Vladawen se puso en pie tambaleándose. Lanzó un mandoble a la derecha, y luego otro a la izquierda. Tras dos o tres aciertos, las cabezas de hidras iban estallando, llenando el aire de una espesa bruma que se esparcía como gotas de sangre en agua. Al menos, comparadas con el gólem o con el propio Iprindor, no eran tan terriblemente difíciles de matar.

Sin saber si se trataba de un vago sonido o si simplemente era su instinto que trataba de alertarlo, Vladawen distinguió un movimiento a su espalda. Giró y vio a Iprindor acechando a Lillatu por la espalda. Corrió a embestirle y atravesó con su estoque la palma su mano. El elfo apartó al nigromante de su amada al tiempo que liberaba su hoja, y entonces la volvió a ensartar en su cuerpo, esta vez en el pecho. Iprindor se derrumbó por fin.

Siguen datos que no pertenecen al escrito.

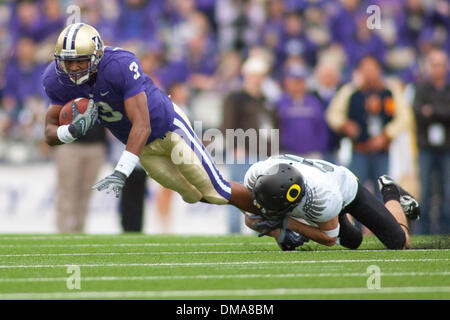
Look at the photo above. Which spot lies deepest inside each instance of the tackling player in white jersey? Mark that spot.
(301, 199)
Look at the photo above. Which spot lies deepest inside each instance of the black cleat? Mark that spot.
(409, 205)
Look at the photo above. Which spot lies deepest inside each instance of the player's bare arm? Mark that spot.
(137, 111)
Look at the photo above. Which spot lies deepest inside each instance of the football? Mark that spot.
(65, 115)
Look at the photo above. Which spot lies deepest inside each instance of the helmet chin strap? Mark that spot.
(80, 80)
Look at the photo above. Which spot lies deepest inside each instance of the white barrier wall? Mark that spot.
(27, 204)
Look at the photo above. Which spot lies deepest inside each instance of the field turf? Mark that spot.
(172, 267)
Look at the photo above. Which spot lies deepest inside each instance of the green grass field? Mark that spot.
(215, 267)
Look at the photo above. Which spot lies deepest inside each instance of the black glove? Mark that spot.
(113, 182)
(266, 225)
(83, 122)
(288, 240)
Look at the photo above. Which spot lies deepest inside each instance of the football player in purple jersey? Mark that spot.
(126, 101)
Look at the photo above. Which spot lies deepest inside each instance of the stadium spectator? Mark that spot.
(137, 20)
(327, 80)
(246, 110)
(432, 113)
(294, 41)
(371, 112)
(77, 166)
(25, 20)
(21, 75)
(301, 115)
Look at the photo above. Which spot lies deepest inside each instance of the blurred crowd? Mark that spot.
(303, 66)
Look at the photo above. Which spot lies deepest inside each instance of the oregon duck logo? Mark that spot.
(293, 193)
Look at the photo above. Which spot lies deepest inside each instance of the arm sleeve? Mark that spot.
(128, 77)
(52, 94)
(336, 114)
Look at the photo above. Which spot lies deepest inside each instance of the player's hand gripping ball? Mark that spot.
(81, 114)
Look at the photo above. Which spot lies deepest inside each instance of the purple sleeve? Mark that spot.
(128, 76)
(51, 86)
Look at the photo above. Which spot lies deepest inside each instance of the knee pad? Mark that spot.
(351, 241)
(192, 197)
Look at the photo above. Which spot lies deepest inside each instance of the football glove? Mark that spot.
(83, 122)
(114, 182)
(288, 240)
(266, 225)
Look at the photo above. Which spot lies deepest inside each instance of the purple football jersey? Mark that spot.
(119, 77)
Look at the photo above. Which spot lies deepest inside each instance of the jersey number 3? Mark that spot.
(135, 68)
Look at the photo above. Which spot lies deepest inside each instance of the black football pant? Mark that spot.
(372, 213)
(132, 201)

En ese momento algo agarró a Vladawen por la espalda y lo levantó en el aire. Sintió como unas afiladas mandíbulas lo apresaban con una fuerza terrible, pero antes de que pudieran abrirse paso por su armadura, Lillatu atacó con furia, destrozando la cabeza de la hidra que lo había capturado y salvándolo al mismo tiempo. El elfo cayó al suelo y comprobó aliviado que ya no quedaba ningún enemigo en pie. Andelais estaba arrodillado en el suelo, gimiendo, agitándose, con el rostro fundiéndose de la cara bronceada por el sol de un elfo al pálido semblante de un señor de la cripta, así una y otra vez.

Vladawen corrió hacia él, se agazapó y recitó una de las plegarias que le había enseñado. Andelais trató de pronunciar unas palabras mientras, gradualmente, su carne cambiante adoptaba por fin su forma habitual.

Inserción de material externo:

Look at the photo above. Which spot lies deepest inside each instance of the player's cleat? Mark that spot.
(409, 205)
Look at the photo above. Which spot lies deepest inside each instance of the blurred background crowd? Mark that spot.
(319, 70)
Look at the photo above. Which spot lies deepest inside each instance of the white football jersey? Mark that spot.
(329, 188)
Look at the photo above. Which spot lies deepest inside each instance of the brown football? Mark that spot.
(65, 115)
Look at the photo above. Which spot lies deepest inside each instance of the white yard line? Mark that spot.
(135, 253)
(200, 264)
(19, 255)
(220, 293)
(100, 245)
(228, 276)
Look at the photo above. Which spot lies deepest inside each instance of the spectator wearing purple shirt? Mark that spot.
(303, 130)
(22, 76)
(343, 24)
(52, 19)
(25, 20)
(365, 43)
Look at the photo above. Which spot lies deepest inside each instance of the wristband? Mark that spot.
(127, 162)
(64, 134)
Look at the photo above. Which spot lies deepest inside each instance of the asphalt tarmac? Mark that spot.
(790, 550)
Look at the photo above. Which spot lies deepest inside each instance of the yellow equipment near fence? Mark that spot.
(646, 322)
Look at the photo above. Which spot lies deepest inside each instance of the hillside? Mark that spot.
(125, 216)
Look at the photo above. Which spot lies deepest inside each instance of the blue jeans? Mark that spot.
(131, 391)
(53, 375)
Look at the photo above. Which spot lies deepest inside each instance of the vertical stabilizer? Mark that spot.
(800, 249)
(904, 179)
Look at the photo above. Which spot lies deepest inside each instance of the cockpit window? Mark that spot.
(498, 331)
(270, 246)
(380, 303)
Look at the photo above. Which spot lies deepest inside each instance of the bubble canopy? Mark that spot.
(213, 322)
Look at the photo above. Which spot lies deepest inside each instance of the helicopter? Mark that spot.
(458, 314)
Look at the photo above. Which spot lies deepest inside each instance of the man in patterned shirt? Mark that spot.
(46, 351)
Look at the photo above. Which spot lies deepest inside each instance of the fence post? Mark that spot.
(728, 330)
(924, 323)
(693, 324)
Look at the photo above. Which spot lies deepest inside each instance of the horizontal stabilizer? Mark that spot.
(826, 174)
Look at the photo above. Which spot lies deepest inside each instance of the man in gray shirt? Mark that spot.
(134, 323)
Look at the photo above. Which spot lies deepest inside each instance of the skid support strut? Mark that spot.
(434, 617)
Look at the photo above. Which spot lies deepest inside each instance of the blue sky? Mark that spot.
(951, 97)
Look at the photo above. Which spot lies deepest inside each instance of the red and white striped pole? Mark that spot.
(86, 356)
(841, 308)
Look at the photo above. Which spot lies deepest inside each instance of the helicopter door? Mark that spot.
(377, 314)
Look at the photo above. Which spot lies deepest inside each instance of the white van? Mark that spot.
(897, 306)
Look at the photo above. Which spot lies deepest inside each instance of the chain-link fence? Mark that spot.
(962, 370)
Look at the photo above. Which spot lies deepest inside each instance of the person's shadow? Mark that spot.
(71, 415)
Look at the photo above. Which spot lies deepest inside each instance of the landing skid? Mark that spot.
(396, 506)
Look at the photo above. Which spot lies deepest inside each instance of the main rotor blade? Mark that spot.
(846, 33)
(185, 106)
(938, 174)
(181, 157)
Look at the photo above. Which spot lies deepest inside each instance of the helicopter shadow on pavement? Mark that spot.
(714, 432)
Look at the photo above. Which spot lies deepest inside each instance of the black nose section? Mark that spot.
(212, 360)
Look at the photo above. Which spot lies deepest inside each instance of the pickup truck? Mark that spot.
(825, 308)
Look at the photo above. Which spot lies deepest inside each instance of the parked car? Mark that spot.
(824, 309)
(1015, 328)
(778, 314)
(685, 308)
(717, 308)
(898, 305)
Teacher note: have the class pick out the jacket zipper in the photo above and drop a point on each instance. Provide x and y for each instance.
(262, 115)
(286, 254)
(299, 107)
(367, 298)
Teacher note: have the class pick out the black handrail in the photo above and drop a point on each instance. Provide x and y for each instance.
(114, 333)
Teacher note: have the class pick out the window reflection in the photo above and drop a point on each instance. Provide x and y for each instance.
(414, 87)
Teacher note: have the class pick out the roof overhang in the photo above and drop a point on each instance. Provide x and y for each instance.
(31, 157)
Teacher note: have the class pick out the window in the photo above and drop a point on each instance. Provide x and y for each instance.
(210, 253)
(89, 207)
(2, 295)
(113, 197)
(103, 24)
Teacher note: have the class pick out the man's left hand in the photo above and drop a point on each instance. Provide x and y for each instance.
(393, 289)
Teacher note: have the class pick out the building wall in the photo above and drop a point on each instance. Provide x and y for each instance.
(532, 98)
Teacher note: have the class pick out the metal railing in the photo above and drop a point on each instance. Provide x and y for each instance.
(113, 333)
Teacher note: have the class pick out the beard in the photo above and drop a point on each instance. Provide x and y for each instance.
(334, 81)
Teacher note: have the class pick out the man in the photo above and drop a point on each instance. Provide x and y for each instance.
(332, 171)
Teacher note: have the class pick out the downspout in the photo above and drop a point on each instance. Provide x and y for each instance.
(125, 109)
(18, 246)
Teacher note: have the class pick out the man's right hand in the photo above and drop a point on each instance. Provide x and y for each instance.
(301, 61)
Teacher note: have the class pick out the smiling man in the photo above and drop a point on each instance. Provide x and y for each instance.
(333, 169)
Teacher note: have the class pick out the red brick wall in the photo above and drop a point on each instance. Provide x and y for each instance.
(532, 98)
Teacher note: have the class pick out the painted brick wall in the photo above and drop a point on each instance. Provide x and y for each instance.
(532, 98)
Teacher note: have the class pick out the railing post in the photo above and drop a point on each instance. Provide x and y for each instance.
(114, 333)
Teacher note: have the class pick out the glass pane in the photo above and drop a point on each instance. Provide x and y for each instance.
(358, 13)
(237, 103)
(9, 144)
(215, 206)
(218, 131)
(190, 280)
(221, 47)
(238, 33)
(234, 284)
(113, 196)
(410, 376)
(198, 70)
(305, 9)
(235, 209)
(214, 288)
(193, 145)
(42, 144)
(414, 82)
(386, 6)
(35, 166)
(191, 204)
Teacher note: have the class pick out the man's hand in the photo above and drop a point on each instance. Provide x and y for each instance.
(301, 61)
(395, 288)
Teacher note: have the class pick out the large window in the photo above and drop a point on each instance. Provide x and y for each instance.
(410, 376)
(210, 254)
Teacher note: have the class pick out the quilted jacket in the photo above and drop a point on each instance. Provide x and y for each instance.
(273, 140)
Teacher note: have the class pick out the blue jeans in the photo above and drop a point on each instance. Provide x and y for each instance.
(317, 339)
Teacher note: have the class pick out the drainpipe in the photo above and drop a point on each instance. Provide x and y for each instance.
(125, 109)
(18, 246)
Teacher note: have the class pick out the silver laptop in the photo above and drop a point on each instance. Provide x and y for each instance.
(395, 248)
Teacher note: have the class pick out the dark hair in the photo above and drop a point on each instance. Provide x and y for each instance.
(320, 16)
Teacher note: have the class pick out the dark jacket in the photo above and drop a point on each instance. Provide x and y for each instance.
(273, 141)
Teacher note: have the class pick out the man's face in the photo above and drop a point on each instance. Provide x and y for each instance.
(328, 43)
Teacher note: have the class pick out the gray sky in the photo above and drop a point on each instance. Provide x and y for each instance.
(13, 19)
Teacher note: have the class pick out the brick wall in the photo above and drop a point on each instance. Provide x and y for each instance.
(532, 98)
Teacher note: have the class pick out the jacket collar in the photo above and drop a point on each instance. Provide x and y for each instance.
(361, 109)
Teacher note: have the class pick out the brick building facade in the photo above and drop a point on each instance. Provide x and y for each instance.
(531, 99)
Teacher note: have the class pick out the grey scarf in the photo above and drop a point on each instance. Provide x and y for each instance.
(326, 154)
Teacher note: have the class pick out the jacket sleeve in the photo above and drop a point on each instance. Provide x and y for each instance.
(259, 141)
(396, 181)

—Halvero te invoco —jadeó—. Y al hacerlo, te obligo. Y al hacerlo, te digo que duermas. —Al fin dejó escapar un estremecedor suspiro.

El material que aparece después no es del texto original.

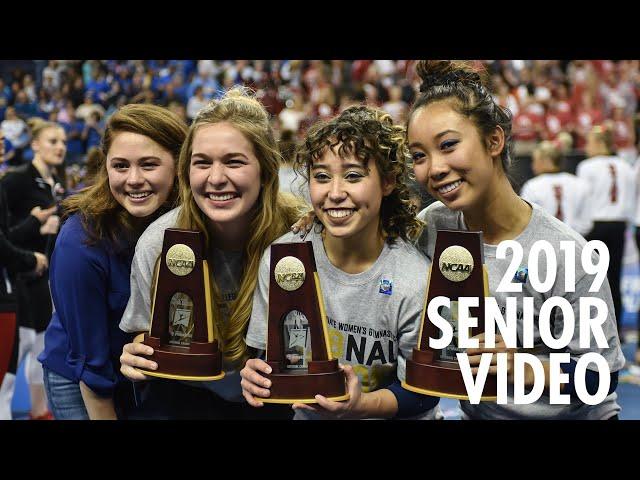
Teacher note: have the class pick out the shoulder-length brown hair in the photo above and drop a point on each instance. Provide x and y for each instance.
(274, 211)
(102, 216)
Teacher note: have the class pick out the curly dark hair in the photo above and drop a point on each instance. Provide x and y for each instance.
(368, 133)
(468, 87)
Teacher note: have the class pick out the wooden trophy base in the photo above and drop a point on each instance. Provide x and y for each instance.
(199, 362)
(442, 379)
(321, 378)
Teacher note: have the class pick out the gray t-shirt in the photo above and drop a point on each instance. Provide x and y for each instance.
(227, 271)
(373, 317)
(542, 226)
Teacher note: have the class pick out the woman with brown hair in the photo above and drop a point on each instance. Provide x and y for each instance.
(91, 262)
(229, 191)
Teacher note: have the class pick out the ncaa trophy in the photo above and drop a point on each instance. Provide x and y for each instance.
(457, 271)
(298, 348)
(181, 332)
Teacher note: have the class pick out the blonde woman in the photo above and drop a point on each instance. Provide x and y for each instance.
(135, 183)
(228, 172)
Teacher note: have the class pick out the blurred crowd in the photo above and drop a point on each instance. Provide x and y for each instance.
(546, 97)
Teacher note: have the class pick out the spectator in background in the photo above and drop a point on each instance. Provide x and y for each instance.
(624, 135)
(587, 115)
(611, 202)
(92, 131)
(396, 107)
(294, 112)
(12, 260)
(74, 127)
(95, 158)
(24, 106)
(16, 131)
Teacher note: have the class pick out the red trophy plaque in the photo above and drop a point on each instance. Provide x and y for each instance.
(457, 271)
(298, 348)
(181, 332)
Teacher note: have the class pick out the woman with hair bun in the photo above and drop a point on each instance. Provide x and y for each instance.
(460, 140)
(32, 192)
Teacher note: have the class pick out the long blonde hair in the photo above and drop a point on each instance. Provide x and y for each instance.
(274, 211)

Lillatu se acercó al trote.

—¿Está bien?

—Sí lo estoy —dijo Andelais—. Recordé el nombre de ese infeliz, y ahora lo he obligado a descansar. Espero que para siempre. —Entonces su voz se suavizó hasta convertirse en un susurro—. La verdad es que por un momento pareció funcionar, ¿no? No se me ocurre cómo si no podría haber... —Completamente agotado, Andelais se dejó caer de lado y empezó a roncar.

Lillatu adoptó un aire despectivo y se dispuso a hablar. Probablemente iba a hacer algún comentario sarcástico, pero entonces la montaña la interrumpió, temblando ligeramente bajo sus pies y los de Vladawen. Ambos se miraron atónitos, y entonces se giraron y se lanzaron hacia arriba a toda prisa, limitándose a dejar atrás a Andelais impulsados por su alocada carrera.